History of Hindi Grammars:

Beginning in the eighteenth century, Hindi has a long tradition of grammatical literature which falls under the categories of,

(a) Traditional grammars

(b) Comparative and historical grammars

(c) Modern linguistic grammars

Bhatia (1987) provides a critical survey of the Hindi grammatical tradition.

  • Traditional grammars describe the language using the traditional framework of Sanskrit grammar.
  • Comparative and historical grammar are mostly concerned with presenting the diachronic description of the grammatical features at different linguistic levels, especially phonology and morphology. They are useful for historical linguists and those interested in the comparative linguistics of Indo-Aryan languages.
  • Modern linguistic grammars in Hindi have been written with various objectives. Most of the modern linguistic grammars deal with some aspects of syntax at length and tend to apply the western theoretical models and raise theoretical issues. They are useful for linguists interested in theoretical discussions and are of little use to the language learners and teachers of Hindi or to general readers. It is important to mention a few grammars here.

Aryendra Sharma (1958) prepared the first detailed descriptive grammar of modern Hindi in English. It has been revised and printed several times. Though written in a traditional format it presents a good description of Hindi. Different linguistic aspects of Hindi have been described in various dissertations and independent grammatical studies lately. I will specially mention three recent works:

  • Mountaut (2005),
  • Kachru (2006)
  • Agnihotri (2007) written with different objectives

Moutaut (2005) provides a functional description of Hindi from a typological perspective. She provides a brief phonological outline of standard Hindi, its morphological analysis, an analysis of simple clauses and complex sentences. The final section provides representative features of standard Hindi, its various dialects with special reference to other neighboring Indo-Aryan languages. She presents a review of the earlier works on the subject and uses examples from various written texts. It is the first linguistic grammar of Hindi written from a typological point of view and is useful for linguists working in the area of linguistic typology with special reference to Indo-Aryan languages.

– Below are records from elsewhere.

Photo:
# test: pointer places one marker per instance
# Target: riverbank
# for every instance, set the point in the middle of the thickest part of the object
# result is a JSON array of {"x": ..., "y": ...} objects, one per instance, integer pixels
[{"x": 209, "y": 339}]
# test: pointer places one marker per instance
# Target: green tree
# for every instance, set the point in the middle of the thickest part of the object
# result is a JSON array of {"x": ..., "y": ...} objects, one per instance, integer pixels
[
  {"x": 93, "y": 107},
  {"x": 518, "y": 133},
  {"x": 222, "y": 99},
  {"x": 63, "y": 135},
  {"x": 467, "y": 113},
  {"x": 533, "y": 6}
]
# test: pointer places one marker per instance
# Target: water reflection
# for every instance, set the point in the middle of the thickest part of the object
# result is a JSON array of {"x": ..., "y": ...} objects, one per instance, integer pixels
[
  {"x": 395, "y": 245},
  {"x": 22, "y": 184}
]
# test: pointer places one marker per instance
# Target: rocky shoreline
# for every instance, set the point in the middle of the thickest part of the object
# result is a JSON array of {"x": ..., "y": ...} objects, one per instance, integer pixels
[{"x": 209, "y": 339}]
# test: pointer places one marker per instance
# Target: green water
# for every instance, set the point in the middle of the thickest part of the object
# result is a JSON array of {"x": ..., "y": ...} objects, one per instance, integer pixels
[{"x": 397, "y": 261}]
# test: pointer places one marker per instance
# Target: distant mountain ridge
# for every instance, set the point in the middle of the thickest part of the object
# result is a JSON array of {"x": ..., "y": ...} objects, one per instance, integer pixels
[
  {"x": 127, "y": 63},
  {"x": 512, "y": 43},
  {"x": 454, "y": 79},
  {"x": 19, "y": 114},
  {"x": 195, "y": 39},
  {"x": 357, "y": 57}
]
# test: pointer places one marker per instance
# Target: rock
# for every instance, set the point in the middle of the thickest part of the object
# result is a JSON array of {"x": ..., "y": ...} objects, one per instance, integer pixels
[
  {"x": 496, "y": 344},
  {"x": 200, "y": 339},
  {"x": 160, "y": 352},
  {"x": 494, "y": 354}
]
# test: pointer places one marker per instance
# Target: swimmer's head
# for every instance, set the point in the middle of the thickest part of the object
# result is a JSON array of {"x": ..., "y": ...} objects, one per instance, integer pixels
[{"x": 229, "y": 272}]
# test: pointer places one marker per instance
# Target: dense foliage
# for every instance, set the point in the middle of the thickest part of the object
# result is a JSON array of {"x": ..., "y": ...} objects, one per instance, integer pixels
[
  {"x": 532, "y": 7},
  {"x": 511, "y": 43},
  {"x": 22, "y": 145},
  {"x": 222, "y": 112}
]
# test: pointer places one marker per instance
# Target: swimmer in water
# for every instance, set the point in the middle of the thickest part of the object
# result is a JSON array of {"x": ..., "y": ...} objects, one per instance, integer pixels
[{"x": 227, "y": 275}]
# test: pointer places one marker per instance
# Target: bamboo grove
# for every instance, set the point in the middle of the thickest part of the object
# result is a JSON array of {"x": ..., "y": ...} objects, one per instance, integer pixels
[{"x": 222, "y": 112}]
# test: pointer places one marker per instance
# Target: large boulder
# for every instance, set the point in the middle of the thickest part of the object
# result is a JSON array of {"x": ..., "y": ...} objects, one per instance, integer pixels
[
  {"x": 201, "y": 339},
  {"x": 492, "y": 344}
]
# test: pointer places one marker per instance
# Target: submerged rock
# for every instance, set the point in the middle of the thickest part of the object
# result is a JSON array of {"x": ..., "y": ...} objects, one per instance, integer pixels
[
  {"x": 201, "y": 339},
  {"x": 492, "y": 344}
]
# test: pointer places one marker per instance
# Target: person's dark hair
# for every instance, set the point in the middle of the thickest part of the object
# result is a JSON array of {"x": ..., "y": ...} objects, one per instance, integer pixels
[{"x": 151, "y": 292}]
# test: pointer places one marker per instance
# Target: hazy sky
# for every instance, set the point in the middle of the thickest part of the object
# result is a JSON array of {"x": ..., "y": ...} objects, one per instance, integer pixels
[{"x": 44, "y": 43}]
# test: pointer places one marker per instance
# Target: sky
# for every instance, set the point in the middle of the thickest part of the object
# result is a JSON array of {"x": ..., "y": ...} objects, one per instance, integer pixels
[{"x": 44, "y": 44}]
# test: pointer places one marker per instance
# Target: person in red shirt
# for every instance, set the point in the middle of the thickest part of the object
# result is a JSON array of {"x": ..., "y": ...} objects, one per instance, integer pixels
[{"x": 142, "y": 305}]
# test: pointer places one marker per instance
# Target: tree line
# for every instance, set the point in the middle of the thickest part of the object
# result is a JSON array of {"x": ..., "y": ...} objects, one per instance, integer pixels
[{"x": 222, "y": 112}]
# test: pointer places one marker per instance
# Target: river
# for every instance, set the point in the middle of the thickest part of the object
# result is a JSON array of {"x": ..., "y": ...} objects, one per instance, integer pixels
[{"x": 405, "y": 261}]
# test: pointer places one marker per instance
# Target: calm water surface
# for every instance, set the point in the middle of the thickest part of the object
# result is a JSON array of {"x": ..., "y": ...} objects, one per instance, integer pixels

Kachru (2006) describes the structure of modern Hindi keeping in view primarily the sociolinguistic context of language use. She provides a description of sounds, devices of word formation, rules of phrases, and sentence constructions and conventions and practices of language use in spoken and written texts keeping in view recent linguistic theories. She also deals with the information and discourse structure of the current use of Hindi. This is quite useful for linguists and language learners of Hindi in various situations.

Agnihotri (2007) is a practical reference guide to the core structures and linguistic features of Hindi. He provides a brief description of the various simple, compound, and complex structures of Hindi. Word morphology, phonology, and issues related to the Devanagari script are dealt with adequate examples. It is useful for linguists and students of Hindi for reference.

There is a scope for a pedagogically oriented grammar which provides essential information for the use of Hindi language learners as well as teachers. The present Modern Hindi Grammar is an effort in this direction. It is pedagogically oriented; utilizing simpler terminology and authentic data from standard spoken and written Hindi; providing useful descriptions and tables of grammatical categories as well as simple descriptions of phrases, and sentence types designed for the use of language learners, teachers of Hindi at various levels.

  • The Phonology describes segmental phonemes (vowels, consonants)
  • Supra-segmental (length, stress, intonation)
  • Morphophonology (alternations, deletion, and insertion, allomorphs). The Morphology provides descriptions of nominal morphology (noun inflection, gender, number, case, postpositions, pronouns, adjectives)
  • Verb morphology (types of verbs, verb inflections, voice, tense, aspect, mood, non-finite verb forms), and adverbs.
  • The Syntax describes the structure of phrases, sentence types, complex and compound constructions, other syntactic constructions among other items.
  • The Lexicon presents a classified vocabulary of Hindi under 12 sub-sections.